A group of Navy SEALs were performing a covert operation, freeing hostages from a building is some dark part of the world. They stormed into the room where the hostages had been imprisoned for months. The room was filthy and dark. The hostages were curled up in a corner, terrified. When the SEALs entered the room, they heard the gasps of the hostages. They stood at the door and called to the prisoners, telling them they were Americans. The SEALS asked the hostages to follow them, but the hostages wouldn’t. They sat there on the floor and hid their eyes in fear. ~ Donald Miller
Miller goes on to describe the events that followed. The SEALs were at a loss. The ones they came to rescue didn’t trust them until one of the men put down his weapon, took off his helmet, and curled up tightly next to the prisoners. He softened the look on his face and put his arms around them, something no prison guards would do. He was trying to show them he was one of them.

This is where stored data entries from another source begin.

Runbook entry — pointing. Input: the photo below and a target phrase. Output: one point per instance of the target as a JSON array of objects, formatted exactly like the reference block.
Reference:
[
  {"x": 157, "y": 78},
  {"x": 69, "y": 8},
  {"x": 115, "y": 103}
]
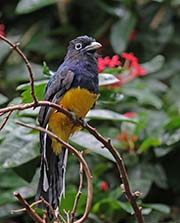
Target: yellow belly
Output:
[{"x": 77, "y": 100}]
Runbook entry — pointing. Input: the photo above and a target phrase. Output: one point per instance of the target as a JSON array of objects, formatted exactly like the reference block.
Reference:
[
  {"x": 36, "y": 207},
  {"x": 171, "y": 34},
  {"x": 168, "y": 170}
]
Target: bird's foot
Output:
[
  {"x": 83, "y": 122},
  {"x": 73, "y": 117}
]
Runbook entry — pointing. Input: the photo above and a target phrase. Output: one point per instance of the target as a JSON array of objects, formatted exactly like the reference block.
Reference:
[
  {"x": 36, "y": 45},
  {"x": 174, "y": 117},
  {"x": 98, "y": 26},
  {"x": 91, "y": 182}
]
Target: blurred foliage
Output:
[{"x": 149, "y": 141}]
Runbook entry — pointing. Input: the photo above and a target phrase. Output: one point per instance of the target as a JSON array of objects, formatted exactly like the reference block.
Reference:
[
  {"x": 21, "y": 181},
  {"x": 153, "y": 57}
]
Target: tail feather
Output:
[{"x": 52, "y": 176}]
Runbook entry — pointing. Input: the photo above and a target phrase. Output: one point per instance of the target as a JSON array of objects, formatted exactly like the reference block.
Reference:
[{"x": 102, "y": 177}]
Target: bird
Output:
[{"x": 74, "y": 86}]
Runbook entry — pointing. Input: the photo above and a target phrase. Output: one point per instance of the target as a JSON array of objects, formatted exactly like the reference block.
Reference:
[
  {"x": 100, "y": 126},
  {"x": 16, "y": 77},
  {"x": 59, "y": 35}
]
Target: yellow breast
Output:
[{"x": 77, "y": 100}]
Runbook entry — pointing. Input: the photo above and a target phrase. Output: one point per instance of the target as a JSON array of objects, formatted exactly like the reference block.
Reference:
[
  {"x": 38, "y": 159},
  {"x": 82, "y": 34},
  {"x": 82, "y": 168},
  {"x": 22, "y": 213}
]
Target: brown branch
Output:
[
  {"x": 24, "y": 209},
  {"x": 51, "y": 209},
  {"x": 104, "y": 141},
  {"x": 29, "y": 210},
  {"x": 78, "y": 193},
  {"x": 81, "y": 160},
  {"x": 5, "y": 120},
  {"x": 122, "y": 171},
  {"x": 31, "y": 78}
]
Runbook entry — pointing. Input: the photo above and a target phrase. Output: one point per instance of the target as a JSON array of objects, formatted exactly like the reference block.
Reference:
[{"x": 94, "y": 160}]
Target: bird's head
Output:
[{"x": 83, "y": 45}]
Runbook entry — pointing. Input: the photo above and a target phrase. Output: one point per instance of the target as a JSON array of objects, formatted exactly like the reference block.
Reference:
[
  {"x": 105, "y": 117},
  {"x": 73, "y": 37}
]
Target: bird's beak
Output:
[{"x": 93, "y": 46}]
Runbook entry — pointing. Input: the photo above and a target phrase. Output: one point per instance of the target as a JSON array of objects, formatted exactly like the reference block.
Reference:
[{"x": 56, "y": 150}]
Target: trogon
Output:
[{"x": 74, "y": 86}]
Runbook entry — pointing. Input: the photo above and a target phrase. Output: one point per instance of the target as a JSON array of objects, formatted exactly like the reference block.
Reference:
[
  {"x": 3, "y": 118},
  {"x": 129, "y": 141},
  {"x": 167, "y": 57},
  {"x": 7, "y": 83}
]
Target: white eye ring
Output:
[{"x": 78, "y": 46}]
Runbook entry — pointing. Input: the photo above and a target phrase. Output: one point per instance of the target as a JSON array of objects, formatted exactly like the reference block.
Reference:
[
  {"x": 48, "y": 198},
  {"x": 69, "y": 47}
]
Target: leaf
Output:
[
  {"x": 160, "y": 177},
  {"x": 5, "y": 49},
  {"x": 159, "y": 207},
  {"x": 174, "y": 123},
  {"x": 27, "y": 6},
  {"x": 3, "y": 99},
  {"x": 154, "y": 65},
  {"x": 103, "y": 114},
  {"x": 21, "y": 143},
  {"x": 18, "y": 72},
  {"x": 126, "y": 206},
  {"x": 105, "y": 205},
  {"x": 109, "y": 96},
  {"x": 67, "y": 203},
  {"x": 143, "y": 95},
  {"x": 148, "y": 143},
  {"x": 121, "y": 30},
  {"x": 88, "y": 141},
  {"x": 106, "y": 79},
  {"x": 141, "y": 178}
]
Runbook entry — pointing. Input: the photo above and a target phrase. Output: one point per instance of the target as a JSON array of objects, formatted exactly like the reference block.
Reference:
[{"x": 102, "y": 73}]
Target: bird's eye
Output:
[{"x": 78, "y": 46}]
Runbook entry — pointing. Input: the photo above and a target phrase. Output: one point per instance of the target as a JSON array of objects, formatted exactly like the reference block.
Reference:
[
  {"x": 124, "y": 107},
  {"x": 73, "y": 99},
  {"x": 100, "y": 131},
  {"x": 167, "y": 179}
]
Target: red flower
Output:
[
  {"x": 135, "y": 68},
  {"x": 130, "y": 114},
  {"x": 104, "y": 186},
  {"x": 132, "y": 35},
  {"x": 2, "y": 28},
  {"x": 105, "y": 62}
]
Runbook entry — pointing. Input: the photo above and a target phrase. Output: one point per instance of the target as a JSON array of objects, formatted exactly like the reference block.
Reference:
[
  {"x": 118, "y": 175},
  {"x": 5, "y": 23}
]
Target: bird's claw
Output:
[{"x": 83, "y": 122}]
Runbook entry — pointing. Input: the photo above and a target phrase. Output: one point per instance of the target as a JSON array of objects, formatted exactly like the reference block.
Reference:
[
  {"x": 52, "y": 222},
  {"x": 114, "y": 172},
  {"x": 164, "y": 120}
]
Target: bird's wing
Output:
[{"x": 60, "y": 83}]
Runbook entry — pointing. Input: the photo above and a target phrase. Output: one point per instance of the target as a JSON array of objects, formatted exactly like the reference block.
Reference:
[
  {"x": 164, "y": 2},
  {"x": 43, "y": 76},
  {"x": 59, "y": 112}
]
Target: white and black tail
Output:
[{"x": 52, "y": 174}]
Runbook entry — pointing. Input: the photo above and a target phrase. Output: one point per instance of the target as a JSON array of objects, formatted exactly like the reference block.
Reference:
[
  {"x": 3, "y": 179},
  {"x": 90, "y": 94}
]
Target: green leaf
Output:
[
  {"x": 103, "y": 114},
  {"x": 21, "y": 143},
  {"x": 148, "y": 143},
  {"x": 27, "y": 6},
  {"x": 174, "y": 123},
  {"x": 109, "y": 96},
  {"x": 105, "y": 205},
  {"x": 67, "y": 203},
  {"x": 160, "y": 177},
  {"x": 106, "y": 79},
  {"x": 18, "y": 72},
  {"x": 3, "y": 99},
  {"x": 89, "y": 142},
  {"x": 154, "y": 65},
  {"x": 5, "y": 49},
  {"x": 159, "y": 207},
  {"x": 142, "y": 93},
  {"x": 126, "y": 206},
  {"x": 141, "y": 178},
  {"x": 121, "y": 30}
]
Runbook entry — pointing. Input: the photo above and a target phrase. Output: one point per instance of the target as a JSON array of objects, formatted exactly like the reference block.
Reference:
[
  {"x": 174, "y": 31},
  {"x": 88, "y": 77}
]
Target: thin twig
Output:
[
  {"x": 78, "y": 193},
  {"x": 81, "y": 160},
  {"x": 67, "y": 215},
  {"x": 158, "y": 17},
  {"x": 5, "y": 120},
  {"x": 24, "y": 209},
  {"x": 31, "y": 78},
  {"x": 29, "y": 210},
  {"x": 51, "y": 209}
]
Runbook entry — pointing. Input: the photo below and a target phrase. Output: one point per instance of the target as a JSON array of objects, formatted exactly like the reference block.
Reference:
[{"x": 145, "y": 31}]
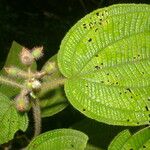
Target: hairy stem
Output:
[
  {"x": 37, "y": 116},
  {"x": 10, "y": 82},
  {"x": 51, "y": 85}
]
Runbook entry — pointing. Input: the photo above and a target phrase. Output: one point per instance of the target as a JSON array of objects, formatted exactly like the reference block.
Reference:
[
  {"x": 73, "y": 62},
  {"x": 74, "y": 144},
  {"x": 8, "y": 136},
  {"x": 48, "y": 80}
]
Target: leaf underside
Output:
[
  {"x": 10, "y": 120},
  {"x": 126, "y": 141},
  {"x": 60, "y": 139},
  {"x": 106, "y": 58}
]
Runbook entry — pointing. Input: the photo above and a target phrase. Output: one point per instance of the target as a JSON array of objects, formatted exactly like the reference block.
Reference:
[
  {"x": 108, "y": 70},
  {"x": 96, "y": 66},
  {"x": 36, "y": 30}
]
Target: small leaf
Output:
[
  {"x": 60, "y": 139},
  {"x": 124, "y": 140},
  {"x": 106, "y": 58},
  {"x": 10, "y": 119},
  {"x": 13, "y": 60}
]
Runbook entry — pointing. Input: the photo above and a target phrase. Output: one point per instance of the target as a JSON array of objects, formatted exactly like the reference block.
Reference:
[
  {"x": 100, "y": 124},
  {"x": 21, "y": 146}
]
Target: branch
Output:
[{"x": 10, "y": 82}]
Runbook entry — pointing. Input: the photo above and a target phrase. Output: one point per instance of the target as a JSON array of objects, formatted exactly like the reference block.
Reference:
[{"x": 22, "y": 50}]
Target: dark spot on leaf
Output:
[
  {"x": 128, "y": 90},
  {"x": 97, "y": 14},
  {"x": 96, "y": 29},
  {"x": 72, "y": 145},
  {"x": 146, "y": 108},
  {"x": 89, "y": 40},
  {"x": 97, "y": 67}
]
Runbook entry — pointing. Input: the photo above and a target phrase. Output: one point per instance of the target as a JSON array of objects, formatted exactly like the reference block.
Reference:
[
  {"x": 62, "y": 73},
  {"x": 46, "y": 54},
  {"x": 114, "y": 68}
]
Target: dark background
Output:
[{"x": 45, "y": 22}]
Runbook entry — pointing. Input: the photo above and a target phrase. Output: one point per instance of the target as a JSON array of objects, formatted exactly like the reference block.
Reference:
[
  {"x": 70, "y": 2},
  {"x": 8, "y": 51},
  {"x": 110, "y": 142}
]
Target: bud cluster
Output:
[{"x": 27, "y": 57}]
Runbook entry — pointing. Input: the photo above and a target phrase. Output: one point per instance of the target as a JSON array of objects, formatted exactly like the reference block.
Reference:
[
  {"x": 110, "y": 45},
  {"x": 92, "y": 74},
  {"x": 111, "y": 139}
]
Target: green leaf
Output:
[
  {"x": 13, "y": 60},
  {"x": 60, "y": 139},
  {"x": 98, "y": 132},
  {"x": 124, "y": 141},
  {"x": 106, "y": 58},
  {"x": 91, "y": 147},
  {"x": 119, "y": 140},
  {"x": 52, "y": 101},
  {"x": 10, "y": 119}
]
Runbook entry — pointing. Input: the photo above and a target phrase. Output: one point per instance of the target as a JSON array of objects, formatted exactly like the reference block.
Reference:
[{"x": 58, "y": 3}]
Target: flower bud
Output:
[
  {"x": 33, "y": 84},
  {"x": 26, "y": 57},
  {"x": 22, "y": 103},
  {"x": 11, "y": 71},
  {"x": 50, "y": 67},
  {"x": 37, "y": 52}
]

He waited until eventually they began to meet his gaze. Then he whispered that they were Americans and had come to rescue them. Will you follow us? he asked. As he stood, one by one, the hostages did the same until all of them were willing to follow him to freedom.

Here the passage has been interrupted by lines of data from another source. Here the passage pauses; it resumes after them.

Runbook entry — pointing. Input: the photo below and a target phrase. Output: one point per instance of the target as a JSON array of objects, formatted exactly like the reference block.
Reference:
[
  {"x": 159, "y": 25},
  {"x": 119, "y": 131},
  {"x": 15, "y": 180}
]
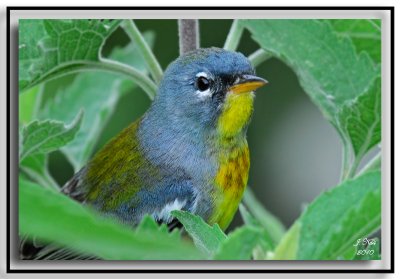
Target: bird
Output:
[{"x": 187, "y": 152}]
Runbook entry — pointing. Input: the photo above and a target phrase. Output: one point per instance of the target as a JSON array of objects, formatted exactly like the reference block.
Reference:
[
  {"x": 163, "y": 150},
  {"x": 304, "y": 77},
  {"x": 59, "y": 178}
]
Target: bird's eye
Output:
[{"x": 202, "y": 83}]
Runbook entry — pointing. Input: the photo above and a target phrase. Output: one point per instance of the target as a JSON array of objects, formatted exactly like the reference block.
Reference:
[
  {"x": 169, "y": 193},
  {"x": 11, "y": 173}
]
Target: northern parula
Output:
[{"x": 189, "y": 150}]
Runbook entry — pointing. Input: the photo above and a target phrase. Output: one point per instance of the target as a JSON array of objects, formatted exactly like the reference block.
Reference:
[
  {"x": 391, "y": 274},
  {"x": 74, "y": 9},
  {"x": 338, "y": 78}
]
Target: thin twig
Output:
[
  {"x": 258, "y": 57},
  {"x": 372, "y": 164},
  {"x": 133, "y": 32},
  {"x": 235, "y": 33},
  {"x": 188, "y": 35}
]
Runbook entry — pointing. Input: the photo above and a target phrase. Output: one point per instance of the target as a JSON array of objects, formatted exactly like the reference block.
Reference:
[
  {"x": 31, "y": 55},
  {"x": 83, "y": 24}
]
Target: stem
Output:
[
  {"x": 272, "y": 224},
  {"x": 374, "y": 163},
  {"x": 258, "y": 57},
  {"x": 346, "y": 160},
  {"x": 133, "y": 32},
  {"x": 188, "y": 35},
  {"x": 354, "y": 166},
  {"x": 234, "y": 35}
]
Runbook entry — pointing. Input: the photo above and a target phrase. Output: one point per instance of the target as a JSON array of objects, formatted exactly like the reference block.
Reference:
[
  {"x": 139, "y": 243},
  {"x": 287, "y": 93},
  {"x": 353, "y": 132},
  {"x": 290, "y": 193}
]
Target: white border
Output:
[{"x": 231, "y": 14}]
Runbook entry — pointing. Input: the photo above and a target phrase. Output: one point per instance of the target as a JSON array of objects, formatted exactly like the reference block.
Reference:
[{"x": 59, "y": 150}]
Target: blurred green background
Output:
[{"x": 295, "y": 152}]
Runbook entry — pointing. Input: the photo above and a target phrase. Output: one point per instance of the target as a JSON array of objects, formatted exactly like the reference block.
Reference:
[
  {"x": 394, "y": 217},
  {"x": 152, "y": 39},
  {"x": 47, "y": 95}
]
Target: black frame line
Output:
[{"x": 199, "y": 8}]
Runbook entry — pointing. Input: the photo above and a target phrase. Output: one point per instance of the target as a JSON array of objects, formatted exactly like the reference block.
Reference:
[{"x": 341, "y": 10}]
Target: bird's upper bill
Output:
[{"x": 247, "y": 83}]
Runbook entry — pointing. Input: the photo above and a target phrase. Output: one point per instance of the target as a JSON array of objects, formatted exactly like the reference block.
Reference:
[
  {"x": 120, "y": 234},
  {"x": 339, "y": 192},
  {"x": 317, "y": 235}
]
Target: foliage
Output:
[{"x": 338, "y": 65}]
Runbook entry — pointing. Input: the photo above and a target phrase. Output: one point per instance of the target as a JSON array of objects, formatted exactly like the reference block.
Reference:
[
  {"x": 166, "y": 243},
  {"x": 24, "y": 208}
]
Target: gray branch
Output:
[{"x": 188, "y": 35}]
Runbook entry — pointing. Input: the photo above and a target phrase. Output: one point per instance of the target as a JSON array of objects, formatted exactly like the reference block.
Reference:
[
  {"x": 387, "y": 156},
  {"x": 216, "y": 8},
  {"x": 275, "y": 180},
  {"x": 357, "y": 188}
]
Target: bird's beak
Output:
[{"x": 247, "y": 83}]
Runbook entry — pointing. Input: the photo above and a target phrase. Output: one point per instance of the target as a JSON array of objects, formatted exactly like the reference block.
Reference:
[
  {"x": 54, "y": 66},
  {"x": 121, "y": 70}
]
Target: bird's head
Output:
[{"x": 210, "y": 89}]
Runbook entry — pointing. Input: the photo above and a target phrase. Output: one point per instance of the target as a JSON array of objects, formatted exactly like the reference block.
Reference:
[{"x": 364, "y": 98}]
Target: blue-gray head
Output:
[{"x": 196, "y": 86}]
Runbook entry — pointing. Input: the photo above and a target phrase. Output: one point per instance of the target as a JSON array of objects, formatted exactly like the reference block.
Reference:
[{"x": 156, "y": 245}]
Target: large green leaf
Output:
[
  {"x": 53, "y": 46},
  {"x": 35, "y": 167},
  {"x": 97, "y": 93},
  {"x": 239, "y": 245},
  {"x": 272, "y": 225},
  {"x": 28, "y": 104},
  {"x": 364, "y": 33},
  {"x": 328, "y": 67},
  {"x": 333, "y": 222},
  {"x": 207, "y": 238},
  {"x": 266, "y": 244},
  {"x": 45, "y": 136},
  {"x": 53, "y": 217},
  {"x": 361, "y": 119}
]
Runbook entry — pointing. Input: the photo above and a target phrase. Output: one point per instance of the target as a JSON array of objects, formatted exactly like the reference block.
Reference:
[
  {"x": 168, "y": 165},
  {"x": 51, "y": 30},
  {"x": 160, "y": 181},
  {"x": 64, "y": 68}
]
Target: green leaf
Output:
[
  {"x": 368, "y": 249},
  {"x": 287, "y": 248},
  {"x": 328, "y": 67},
  {"x": 54, "y": 46},
  {"x": 205, "y": 237},
  {"x": 361, "y": 119},
  {"x": 266, "y": 243},
  {"x": 62, "y": 221},
  {"x": 28, "y": 104},
  {"x": 269, "y": 222},
  {"x": 97, "y": 93},
  {"x": 46, "y": 136},
  {"x": 35, "y": 167},
  {"x": 364, "y": 33},
  {"x": 239, "y": 245},
  {"x": 337, "y": 218}
]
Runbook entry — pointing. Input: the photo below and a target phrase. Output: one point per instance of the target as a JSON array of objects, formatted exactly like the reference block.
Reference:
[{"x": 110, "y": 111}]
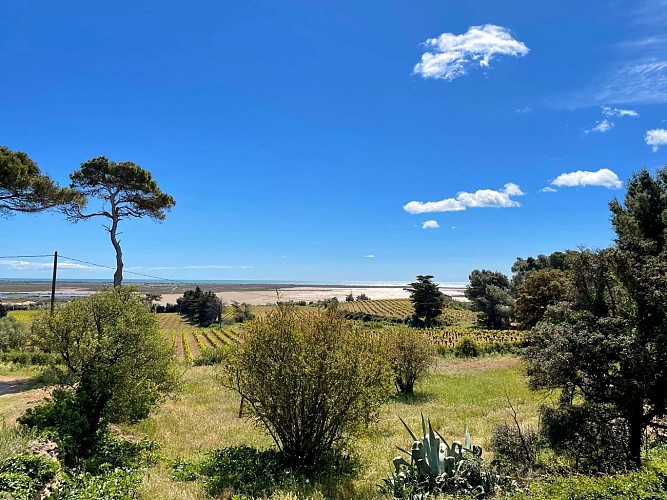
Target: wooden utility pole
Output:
[{"x": 53, "y": 282}]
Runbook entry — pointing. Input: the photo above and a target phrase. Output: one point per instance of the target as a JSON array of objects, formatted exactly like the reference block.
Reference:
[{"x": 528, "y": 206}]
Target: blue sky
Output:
[{"x": 323, "y": 140}]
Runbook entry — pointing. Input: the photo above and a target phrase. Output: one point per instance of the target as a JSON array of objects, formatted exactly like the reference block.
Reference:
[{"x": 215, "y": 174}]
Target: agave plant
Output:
[{"x": 436, "y": 466}]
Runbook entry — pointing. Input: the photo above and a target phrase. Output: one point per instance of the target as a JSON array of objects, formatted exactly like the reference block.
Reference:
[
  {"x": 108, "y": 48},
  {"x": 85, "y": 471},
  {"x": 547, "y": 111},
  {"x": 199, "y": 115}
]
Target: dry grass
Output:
[{"x": 460, "y": 394}]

The soldier had shifted from a position of authority to becoming like the hostages in their suffering. Miller says this is the story that helped Christianity make sense to him. He could see the parallel of God becoming a man, joining us in our suffering so that we would know it’s safe to follow Him.
I think it also applies in another way. We’re often at a loss when those we’re trying to rescue won’t follow. Maybe it’s because of our tendency to storm into the room, armed with all of the answers.
As we seek to serve the One who sets the hostage free, it’s time to put aside our weapons that wound (attitudes, words, actions), soften the look on our faces and the condition of our hearts, and get so close that we touch those we hope to reach. It’s a risky operation, all of that touching instead of just telling. There’s a universal code word for it: grace.